その美女が目の前の扉を開けたのだと、リタはすぐに察する。だが、タイミングが良すぎやしないだろうか。
一同が呆気に取られる中、その美女だけがころころと鈴の音を転がすような声で笑っていた。発する言葉はいかにも古風であったが、しかしそれが似合っている。

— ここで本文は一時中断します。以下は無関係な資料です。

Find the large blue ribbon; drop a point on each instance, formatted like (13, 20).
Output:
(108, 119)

「ホホホ、驚かせてしまったかえ? 珍しい気配がしたと思ったのじゃが……何ともかわいらしいお客人じゃのぉ」
「え、と……気配で分かるものですか……?」
リタは恐る恐る尋ねてみたが、相手は変わらず笑顔を崩さない。否定しない、ということはそういうことで良いのだろうか。
「もしかして、貴女がシャルマナさんですの?」
カレンが問うと、占術師のような格好をした美女は鷹揚に頷く。
「いかにも、わらわがシャルマナじゃ。……お主、族長に用があって来たのじゃな?」
「は、はい」
シャルマナにも用はあるが、ひとまず族長にも会うべきだろう。リタが頷くと、シャルマナは後ろを振り向いた。
「ラボルチュ様、あなたにお客様じゃ」
シャルマナの視線の先を追えば、立派な椅子に壮年の男が泰然と座っていた。厳つい顔にひげを蓄え、その堂々とした態度を見れば、この人が族長なのだとすぐに分かる。
シャルマナに促され、族長はゆっくりと立ち上がる。
「オレが族長のラボルチュだ。お前は、海から来たよそ者だな」
リタは海どころか空からやって来たわけだが、さすがにそんなことを面と向かって言ったりはしない。族長であるラボルチュは、リタ達が草原の民ではないことを確認するために言ったのだろう。
突き放すような言動をするラボルチュに対して、シャルマナはリタに距離を詰め、じっと何かを見定めるように凝視した。
「えと……シャルマナさん?」
「おぬし、常人とは異なる気配を感じるのぅ。名は何と申す?」
「リタ、です。……う、海から来ました!」
内心ぎくりとしながら――いや、もしかしたら少し顔に出てしまったかもしれないが、リタはそれを必死に隠しながら答えた。 シャルマナが何を思ったかは分からない。分からないけれど、リタはこのまましらを切り通すつもりである。まさか、実は天使をやってまして……なとどはさすがに言えない。
もしかすると、シャルマナはその天使の力を察知したのかもしれない。わざわざそれを言うつもりは毛頭ないけれど。
「……ほお。リタと申すか。一体、草原に何の用じゃ?」
シャルマナはわずかに首を傾げて問う。リタはこの集落へやって来た目的を伝えるべく、口を開いた。